Mais nous avons aussi vu l’autre gauche, la nôtre, syndicale et paisible, s’éloigner des barricades, partir pour nulle part. Partie jouer dans le parking, partie manger des sandwiches au beurre de pinottes en écoutant de la zizique de poilus entre deux cris de victoire.
"Aux sports, Camille, nous parlons maintenant d’un sport qui se joue avec des bâtons, mais pas dans la rue." Ha! Ha! Ha! Samedi. Nous avons supporté les farces iniques de Stéphan Bureau qui lui vaudraient bien un Métrostar catégorie quétaine. Un trophée qui sera chèrement disputé par la télé spectacle de Michel Jean qui se jouait la guerre du golf miniature en direct avec des collègues aussi expérimentés dans l’art dramatique.

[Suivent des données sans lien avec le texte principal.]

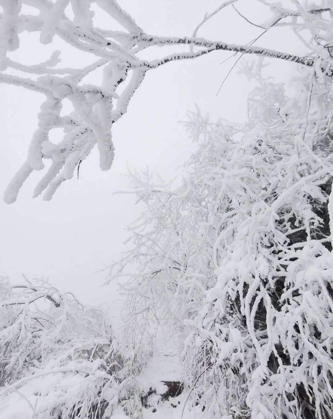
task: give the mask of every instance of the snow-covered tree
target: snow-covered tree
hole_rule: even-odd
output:
[[[2,418],[101,419],[133,404],[133,360],[106,313],[43,281],[0,278],[0,298]]]
[[[333,33],[307,16],[314,65],[288,86],[244,66],[245,123],[189,114],[180,186],[130,174],[146,207],[111,277],[129,275],[125,319],[178,332],[209,417],[333,416]]]
[[[248,45],[236,45],[198,36],[201,27],[212,16],[227,7],[235,8],[237,0],[222,2],[205,15],[190,36],[180,37],[146,33],[116,0],[1,0],[0,82],[23,87],[45,96],[27,159],[8,185],[5,201],[10,203],[16,200],[29,175],[44,168],[45,159],[51,160],[52,163],[36,186],[34,196],[44,192],[46,200],[51,199],[62,182],[72,177],[80,162],[96,145],[101,168],[108,169],[114,157],[113,124],[126,112],[146,73],[170,62],[195,58],[214,51],[231,51],[292,61],[332,75],[332,5],[329,0],[313,4],[305,0],[293,1],[290,8],[264,0],[251,1],[254,5],[265,6],[270,14],[266,21],[257,25],[262,28],[262,34],[279,26],[290,27],[310,47],[305,55],[264,49],[255,44],[257,39]],[[34,8],[36,13],[26,14],[25,5]],[[96,7],[122,30],[99,28],[93,10]],[[235,11],[242,16],[238,9]],[[308,45],[301,34],[303,29],[310,31],[312,45]],[[39,33],[40,43],[50,44],[51,48],[52,40],[59,37],[77,50],[95,56],[96,60],[83,68],[61,67],[57,65],[60,52],[50,49],[50,58],[45,62],[32,65],[16,62],[11,59],[11,52],[19,48],[20,37],[24,36],[26,31]],[[140,57],[140,52],[151,47],[173,46],[183,46],[184,50],[179,52],[178,48],[173,54],[150,60]],[[98,68],[103,69],[101,82],[97,85],[85,84],[85,77]],[[30,77],[22,77],[22,72]],[[65,99],[72,107],[68,115],[62,114]],[[64,133],[57,144],[49,139],[54,128],[62,129]]]
[[[305,53],[292,55],[252,43],[236,45],[197,36],[212,16],[236,1],[225,2],[206,15],[191,36],[171,38],[147,34],[114,0],[96,3],[123,31],[97,27],[88,0],[3,0],[0,81],[46,98],[27,160],[5,199],[15,200],[30,173],[44,168],[44,159],[52,163],[34,194],[45,190],[46,199],[72,176],[96,144],[101,168],[108,169],[114,157],[112,126],[126,111],[147,71],[219,50],[300,65],[288,89],[261,77],[258,62],[243,66],[257,81],[245,123],[222,119],[213,123],[198,110],[189,115],[187,127],[199,145],[180,186],[153,181],[149,172],[130,174],[138,200],[146,207],[131,228],[132,248],[112,266],[110,276],[129,274],[133,264],[125,285],[124,376],[139,372],[152,350],[157,325],[166,324],[179,336],[188,397],[209,417],[329,419],[333,416],[331,2],[291,0],[287,8],[259,0],[271,13],[258,25],[263,33],[287,27],[303,43]],[[70,3],[72,19],[66,12]],[[22,13],[22,3],[35,7],[39,14]],[[45,44],[56,35],[98,59],[84,69],[57,67],[57,53],[33,66],[14,62],[10,52],[18,47],[19,34],[25,30],[40,32]],[[184,52],[151,61],[140,57],[150,47],[179,45]],[[99,85],[82,83],[85,76],[102,67]],[[14,75],[16,70],[36,75],[36,80]],[[123,83],[125,87],[121,88]],[[73,108],[67,116],[60,113],[65,98]],[[65,132],[58,144],[48,137],[55,127]],[[75,302],[70,299],[66,306],[70,308],[64,310],[65,297],[60,302],[58,295],[46,292],[44,285],[41,293],[29,287],[19,298],[3,286],[1,376],[6,394],[13,390],[10,397],[26,401],[34,415],[37,408],[45,411],[41,398],[53,391],[62,394],[63,399],[56,398],[63,403],[48,402],[45,409],[52,414],[60,409],[63,417],[71,417],[75,409],[84,417],[83,412],[101,406],[102,399],[107,408],[112,406],[121,373],[110,371],[106,359],[106,365],[94,358],[96,345],[99,349],[99,345],[110,345],[103,322],[90,313],[69,339],[68,313],[80,309]],[[41,295],[49,297],[53,311],[47,314],[54,323],[49,317],[41,320],[29,308]],[[85,328],[91,322],[96,322],[93,335]],[[6,338],[8,334],[16,339]],[[92,336],[101,340],[92,343]],[[89,336],[89,345],[83,336]],[[88,359],[81,346],[75,349],[81,339],[90,351]],[[43,341],[47,343],[45,355]],[[58,367],[61,383],[70,380],[66,389],[72,388],[70,380],[79,383],[75,397],[67,389],[62,394],[64,388],[53,382],[56,390],[51,393],[39,387],[36,371],[49,374],[50,368],[53,373]],[[36,390],[27,386],[27,381],[36,382]],[[131,394],[137,397],[135,388]]]

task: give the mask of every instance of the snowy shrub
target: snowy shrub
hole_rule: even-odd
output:
[[[1,418],[108,417],[127,373],[105,313],[41,281],[0,287]]]

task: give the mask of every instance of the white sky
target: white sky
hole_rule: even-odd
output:
[[[221,1],[122,0],[119,3],[148,33],[189,36],[206,12],[213,10]],[[253,4],[241,0],[237,5],[240,10],[259,23],[258,17],[264,17],[262,9],[254,8]],[[101,26],[112,28],[112,23],[105,20],[101,13],[98,19]],[[245,44],[261,30],[246,23],[228,7],[203,27],[198,35]],[[281,40],[279,33],[275,31],[265,35],[258,44],[273,49],[282,45],[287,51],[290,44],[285,38]],[[77,67],[83,62],[81,53],[73,52],[59,41],[51,48],[39,46],[36,34],[23,33],[21,39],[20,48],[13,56],[22,63],[38,63],[54,49],[62,50],[62,66],[72,64]],[[161,52],[151,53],[155,53]],[[122,243],[127,235],[124,229],[138,216],[139,210],[134,206],[132,197],[112,193],[127,189],[126,179],[122,176],[126,164],[132,170],[148,166],[165,178],[174,177],[176,168],[194,149],[177,122],[186,119],[186,111],[193,110],[195,103],[213,119],[219,116],[244,119],[250,86],[244,76],[233,71],[215,97],[234,62],[232,59],[220,65],[228,54],[217,52],[149,72],[127,114],[114,127],[116,157],[109,171],[100,171],[94,150],[82,163],[79,179],[74,177],[64,182],[51,201],[31,198],[42,176],[37,172],[23,186],[15,204],[8,205],[0,201],[0,275],[15,280],[22,273],[30,278],[43,276],[56,286],[73,291],[84,302],[112,302],[115,287],[100,288],[106,273],[96,272],[124,248]],[[288,64],[276,61],[274,65],[281,74],[290,71]],[[22,88],[0,85],[2,194],[25,159],[43,99],[42,95]]]

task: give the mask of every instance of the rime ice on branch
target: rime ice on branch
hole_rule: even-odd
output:
[[[290,10],[270,5],[263,0],[260,2],[271,12],[268,22],[257,25],[264,29],[264,33],[273,27],[290,25],[299,37],[302,29],[310,29],[315,41],[309,45],[306,57],[263,49],[253,43],[235,45],[196,37],[201,26],[210,18],[227,6],[235,8],[237,0],[223,2],[216,10],[206,14],[192,36],[188,38],[145,33],[115,0],[57,0],[54,3],[49,0],[0,0],[3,9],[0,15],[0,82],[23,87],[45,97],[27,159],[10,182],[5,193],[5,202],[9,204],[16,200],[20,188],[30,173],[44,168],[45,159],[50,159],[52,164],[37,185],[34,197],[44,192],[44,199],[46,200],[51,199],[64,181],[72,177],[80,161],[96,144],[101,169],[110,168],[114,154],[113,124],[126,112],[146,72],[170,61],[195,58],[221,50],[279,58],[310,67],[315,65],[317,71],[331,75],[329,51],[330,42],[333,40],[323,36],[325,28],[329,32],[328,28],[331,23],[328,2],[318,2],[320,4],[318,7],[307,8],[297,3],[296,8]],[[93,3],[120,24],[123,30],[105,30],[96,27],[90,10]],[[36,8],[39,14],[24,14],[21,11],[22,5]],[[74,14],[72,20],[66,13],[69,5]],[[19,48],[19,35],[25,31],[40,32],[40,41],[43,44],[51,43],[56,35],[77,50],[96,56],[96,60],[81,69],[56,67],[60,59],[59,53],[55,52],[49,60],[39,64],[28,66],[14,62],[7,53]],[[139,57],[140,52],[150,47],[173,45],[183,45],[185,50],[152,61]],[[84,77],[98,67],[103,69],[100,85],[83,84]],[[39,77],[35,80],[10,74],[17,70]],[[125,80],[126,87],[120,93],[118,88]],[[61,116],[65,98],[70,101],[74,110],[70,115]],[[57,144],[49,139],[50,130],[55,128],[62,128],[65,132]]]

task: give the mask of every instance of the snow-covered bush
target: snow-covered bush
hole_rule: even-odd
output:
[[[1,418],[109,417],[128,376],[106,314],[42,281],[0,289]]]

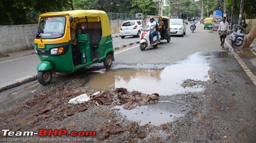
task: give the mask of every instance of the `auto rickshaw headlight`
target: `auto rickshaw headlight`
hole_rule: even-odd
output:
[[[64,51],[63,47],[59,47],[51,49],[50,54],[52,55],[57,55],[61,54]]]
[[[52,48],[51,49],[51,54],[58,54],[58,48]]]
[[[36,54],[38,54],[38,52],[37,51],[37,50],[36,50],[36,47],[34,47],[34,51]]]
[[[58,48],[58,54],[61,54],[63,52],[63,51],[64,50],[64,48],[63,47],[59,47]]]

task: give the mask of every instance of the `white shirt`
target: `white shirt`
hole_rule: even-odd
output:
[[[192,21],[191,21],[190,24],[191,25],[195,25],[196,24],[196,22]]]
[[[218,31],[226,31],[228,30],[228,22],[226,21],[225,23],[223,21],[221,21],[220,23],[220,26],[219,26]]]
[[[154,29],[154,31],[156,31],[156,26],[157,25],[157,22],[156,22],[155,21],[154,21],[153,22],[147,22],[147,24],[146,24],[147,26],[148,26],[148,27],[150,27],[150,28],[151,30],[151,29]],[[155,27],[153,28],[153,27],[154,27],[155,26]]]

Samedi, au Sommet des Amériques, il a fait noir, très noir, lorsque des centaines de p’tits crisses apolitiques qui s’emmerdent dans leurs banlieues-dortoirs de Québec se sont habillés en noir pour tirer des roches à des policiers qui ont fort bien fait de leur crisser en retour une bonne volée.
Samedi, au Sommet des Amériques, il faisait en fait si noir que lors de la rencontre de commanditaires (lire lobbyistes) avec les chefs d’État, les caméras étaient interdites.
Dimanche matin, au Sommet des Amériques, la mode était au foulard et au masque à gaz. Citoyens et touristes emmenaient la p’tite famille voir les méchants manifestants et la bonne police se tirer des cochonneries et des balles de plastique. Étonnant que personne n’ait installé devant le Grand Théâtre un stand à patates frites.
Dimanche, au Sommet des Amériques, nous avons entendu, en conférence de presse, Jean Chrétien et George Bush suggérer aux opposants au libre-échange de "se faire élire dans un de nos différents parlements plutôt que de contester en troublant la paix".
Nous n’avons entendu personne lui rappeler les magouilles des systèmes électoraux américain et canadien. Personne évoquer des taux d’abstentionnisme monumentaux. Personne évoquer la distance qui sépare les honnêtes gens des violentes passions du pouvoir et des lignes de parti perpétuellement influencées par les lobbys.
Dimanche, communiqué final du Sommet des Amériques. Les exigences de stabilité politique de la Banque mondiale sont devenues une clause démocratique de belle apparence. Rien sur la protection des hommes-marchandises dans le jeu des capitaux et des bourses d’investissements.
Au milieu du Sommet des Amériques, sherpas et décideurs ont fait installer des ventilateurs géants pour souffler au loin les gaz qui risquaient d’indisposer leurs précieux invités, pendant que mon fils toussait dans la cour. J’y vois l’exemple inique du deux poids deux mesures dans lequel se complaisent les Chrétien, Pettigrew, Lamontagne. J’y vois aussi une leçon de savoir-vivre pour les Bouchard, Landry, Ménard, L’Allier, sans parler des ti-clins de la Chambre de commerce qui se pétaient les bretelles en pensant affaires et qui savent maintenant très bien que les dépenses du Sommet vont de loin surpasser ses revenus. Une honte pour tous les naïfs qui nous ont manqué de respect en acceptant que se tienne ici cette démonstration par excellence d’inégalité.